You’ve heard the adage that familiarity breeds success.
Calgary communications guru Lumir Hladik has taken that formula to another level with a unique theory that promotes “brain-soothing” thoughts and images in his company’s marketing of businesses.
Hladik, president and creative director of Sutton Javelin, spent years racking his brain to develop his theory about why brains don’t like to be racked and what information brains comfortably absorb.
That theory, known as the Grand Oxygen Deprivation and Filter Theory, forms the basis of Sutton Javelin’s strategies in marketing, communications and design services for clients such as Jayman Master Builders, Boardwalk Equities, Agrium, the Calgary Zoo and the Calgary Stampede.
“Your brain absorbs 80 per cent of all the oxygen you breathe in and sometimes more, especially if you’re a busy person,” explains Hladik, who co-founded Sutton Javelin in 1989.
“You’re making decisions. You’re contending with a rapidly changing corporate or business environment. You’re learning about new things and meeting new people. And to do this your brain demands more oxygen to cope, create and understand. But it doesn’t like it. Nope. Uh-uh.
“The human brain has learned from millions of years of experience that the excessive use of oxygen may jeopardize its chance for survival. The brain likes what it knows and is preprogrammed to dislike what it does not know. Thinking hurts. Decision-making is tiring.”
Hladik uses McDonald’s Restaurants as a classic example of how familiarity breeds success.
“Restaurants can be voyages into uncharted culinary adventures — unfamiliar locations, unfamiliar food,” says Hladik, who majored in psychology at the University of Prague in his native Czech Republic.
“But McDonald’s is a celebration of sameness. Repetitive and predictable, McDonald’s is an oasis of familiarity in a hostile territory of novelty and surprise. And it works. Boy, does it work.”
If the golden arches of McDonald’s puts your mind at ease, Hladik has an explanation.
“The brain signals to us that it is pleased when it recognizes a familiar shape or impression. Ultimately, these repeated impressions have created pleasure groove patterns in our collective conscious whereby successive repetitions are accepted as positive stimuli. For millions of years, in order to survive, the brain has been trying not to work overtime so it can supply enough oxygen for the rest of the body.”

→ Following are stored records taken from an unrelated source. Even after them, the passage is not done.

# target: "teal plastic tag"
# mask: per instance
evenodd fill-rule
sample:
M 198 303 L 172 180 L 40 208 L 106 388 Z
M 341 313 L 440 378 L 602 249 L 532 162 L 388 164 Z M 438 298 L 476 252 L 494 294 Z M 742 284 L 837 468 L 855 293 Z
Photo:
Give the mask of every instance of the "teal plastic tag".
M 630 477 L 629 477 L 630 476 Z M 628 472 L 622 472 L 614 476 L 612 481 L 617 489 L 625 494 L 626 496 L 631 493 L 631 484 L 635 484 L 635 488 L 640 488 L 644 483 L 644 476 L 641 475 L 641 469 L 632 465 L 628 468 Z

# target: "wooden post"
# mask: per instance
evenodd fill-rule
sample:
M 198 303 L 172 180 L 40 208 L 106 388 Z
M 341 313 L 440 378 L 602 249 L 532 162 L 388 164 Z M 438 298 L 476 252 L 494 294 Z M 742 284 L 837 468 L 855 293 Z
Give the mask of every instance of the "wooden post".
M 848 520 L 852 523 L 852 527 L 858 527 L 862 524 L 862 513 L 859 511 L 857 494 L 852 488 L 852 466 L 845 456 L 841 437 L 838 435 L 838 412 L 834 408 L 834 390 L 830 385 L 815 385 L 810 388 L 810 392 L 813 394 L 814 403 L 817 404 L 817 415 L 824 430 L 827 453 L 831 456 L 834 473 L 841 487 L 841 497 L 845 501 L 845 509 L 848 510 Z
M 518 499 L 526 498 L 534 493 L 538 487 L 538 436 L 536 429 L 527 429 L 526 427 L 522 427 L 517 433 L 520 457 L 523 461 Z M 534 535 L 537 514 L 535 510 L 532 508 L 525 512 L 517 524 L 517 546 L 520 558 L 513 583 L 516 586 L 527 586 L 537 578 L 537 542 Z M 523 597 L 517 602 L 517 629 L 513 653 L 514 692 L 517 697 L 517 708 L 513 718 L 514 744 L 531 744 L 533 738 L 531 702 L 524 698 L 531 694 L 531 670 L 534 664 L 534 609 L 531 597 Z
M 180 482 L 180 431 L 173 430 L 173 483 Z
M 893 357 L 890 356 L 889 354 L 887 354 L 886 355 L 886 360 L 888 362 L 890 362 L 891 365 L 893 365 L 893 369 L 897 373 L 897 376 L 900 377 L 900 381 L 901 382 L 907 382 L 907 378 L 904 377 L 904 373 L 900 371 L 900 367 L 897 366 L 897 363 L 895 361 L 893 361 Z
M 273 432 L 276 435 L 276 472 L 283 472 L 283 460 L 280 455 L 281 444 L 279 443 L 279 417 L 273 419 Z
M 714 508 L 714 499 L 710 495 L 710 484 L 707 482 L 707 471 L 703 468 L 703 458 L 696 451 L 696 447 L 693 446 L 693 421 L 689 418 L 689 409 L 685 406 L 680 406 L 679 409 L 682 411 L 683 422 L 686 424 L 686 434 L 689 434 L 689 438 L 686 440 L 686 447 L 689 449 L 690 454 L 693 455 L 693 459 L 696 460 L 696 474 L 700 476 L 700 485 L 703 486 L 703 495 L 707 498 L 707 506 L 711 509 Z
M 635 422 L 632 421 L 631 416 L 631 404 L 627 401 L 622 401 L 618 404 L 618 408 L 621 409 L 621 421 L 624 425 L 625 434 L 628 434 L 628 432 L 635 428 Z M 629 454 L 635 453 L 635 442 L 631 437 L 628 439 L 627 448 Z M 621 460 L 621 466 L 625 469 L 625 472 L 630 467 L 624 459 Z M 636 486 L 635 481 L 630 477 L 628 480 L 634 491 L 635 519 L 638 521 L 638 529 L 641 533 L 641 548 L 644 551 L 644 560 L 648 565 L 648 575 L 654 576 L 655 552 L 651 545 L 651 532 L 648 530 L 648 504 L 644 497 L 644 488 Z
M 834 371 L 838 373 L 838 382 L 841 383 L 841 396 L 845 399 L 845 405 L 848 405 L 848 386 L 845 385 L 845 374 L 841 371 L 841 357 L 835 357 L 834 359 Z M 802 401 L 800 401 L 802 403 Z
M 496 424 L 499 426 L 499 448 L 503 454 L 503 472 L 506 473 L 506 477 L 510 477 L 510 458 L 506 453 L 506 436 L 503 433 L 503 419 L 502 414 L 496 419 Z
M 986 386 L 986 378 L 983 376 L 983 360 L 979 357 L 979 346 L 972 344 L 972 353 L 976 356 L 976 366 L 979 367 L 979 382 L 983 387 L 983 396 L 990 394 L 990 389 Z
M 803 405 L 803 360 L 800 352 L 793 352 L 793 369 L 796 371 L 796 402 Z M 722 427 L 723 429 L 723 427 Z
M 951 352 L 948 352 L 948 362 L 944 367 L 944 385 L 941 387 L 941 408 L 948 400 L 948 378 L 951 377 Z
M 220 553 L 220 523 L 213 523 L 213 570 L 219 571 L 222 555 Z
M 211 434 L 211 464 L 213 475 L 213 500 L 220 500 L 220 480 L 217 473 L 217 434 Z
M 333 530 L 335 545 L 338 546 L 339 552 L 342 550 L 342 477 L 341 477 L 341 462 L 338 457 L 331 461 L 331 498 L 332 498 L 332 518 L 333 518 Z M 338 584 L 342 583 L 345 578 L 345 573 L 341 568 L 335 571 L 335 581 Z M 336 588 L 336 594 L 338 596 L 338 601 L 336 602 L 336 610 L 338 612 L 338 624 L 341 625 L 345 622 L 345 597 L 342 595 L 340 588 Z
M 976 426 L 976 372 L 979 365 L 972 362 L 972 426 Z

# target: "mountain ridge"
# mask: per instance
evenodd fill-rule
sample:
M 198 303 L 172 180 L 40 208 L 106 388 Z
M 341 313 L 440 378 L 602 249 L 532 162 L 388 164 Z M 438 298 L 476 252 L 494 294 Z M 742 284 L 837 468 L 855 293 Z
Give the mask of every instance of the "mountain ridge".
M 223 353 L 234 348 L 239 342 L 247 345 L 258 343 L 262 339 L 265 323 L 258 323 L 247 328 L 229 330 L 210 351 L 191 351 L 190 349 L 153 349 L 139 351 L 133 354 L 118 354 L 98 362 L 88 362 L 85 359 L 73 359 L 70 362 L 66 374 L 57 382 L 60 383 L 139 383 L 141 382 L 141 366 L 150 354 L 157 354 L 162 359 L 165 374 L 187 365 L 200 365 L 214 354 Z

Hladik, 48, formulated the oxygen deprivation theory four years ago. “This theory is ours and it’s based on long years of studying psychology, behaviour and art. It works like a charm.”
So how does Sutton Javelin apply the theory?
“With Jayman homes, we focus on primeval cosiness and the security of softness. When people think about homes, they want it to be soft, warm, fuzzy, secure and bright. That’s what people look for. So we use those types of images. We use lights and faucets because that’s what people know and we shoot these images out of focus so it’s misty, like steam and warmth, to give it a cosy, satisfying feeling.”
Those images also target females because, as Hladik notes, “the studies show that 80 per cent of decisions (in home buying) are done by women and yet they were being ignored.”
Sutton Javelin filters information from its research to suit the market.
“If it’s an educated audience, we put in cultural stuff, like going back to the Greek times. What I mean by filters is that you perceive everything through primeval filters or stuff you’ve been familiar with for millions of years. For example, when you see a circle, the first thing that comes to mind is the sun, not the puck. Makes sense? The puck, that comes later.”
The theme of familiarity also applies to the use of marketing logos. “Why do you think that animals are so valuable and their trademarks are protected as logos, like a leopard or cougar or greyhound? Because they have been familiar for millions of years.”